Defense Secretary Donald Rumsfeld signed an order for the reinforcements - up to 35,000-strong - which will include marines and fighter aircraft, as well as three amphibious warfare ships.
This latest move raises the strength of US forces in and around the Gulf to more than 100,000.
BBC Pentagon correspondent Nick Childs says the American intention is to keep up pressure on Iraq, although officials stressed that not all the forces would necessarily deploy immediately.
The US general who will command any American-led attack, Tommy Franks, has been in Washington this week, briefing his political superiors on his plans.
The US is still maintaining that Iraq has weapons of mass destruction, and says that its stance towards Baghdad remains unchanged.
Meanwhile Greece - which took over the EU presidency this month - said that finding a peaceful settlement to the mounting crisis between Iraq and the US would be one of its priorities.
Earlier on Friday, Turkey granted permission for US officials to inspect its ports and airbases, as part of preparations for a possible war.
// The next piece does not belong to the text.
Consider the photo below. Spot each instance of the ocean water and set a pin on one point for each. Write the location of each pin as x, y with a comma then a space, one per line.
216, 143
The surveys are due to start on Monday and are expected to last about 10 days.
Correspondents say Washington has been keen to get Ankara on side in any military operations against Iraq, although the Turkish government remains skeptical.
The move by Prime Minister Abdullah Gul to allow US teams to inspect Turkish facilities comes a full month after Ankara first agreed in principle to the inspections.
The decision has been delayed over a disagreement on the legal status of the US personnel carrying out the surveys.
Any final approval for the stationing of US troops in Turkey in the event of a war against Iraq would have to be endorsed by parliament - where it is likely to face serious opposition. During the Gulf War of 1991, Turkey's support was critical to the US-led coalition.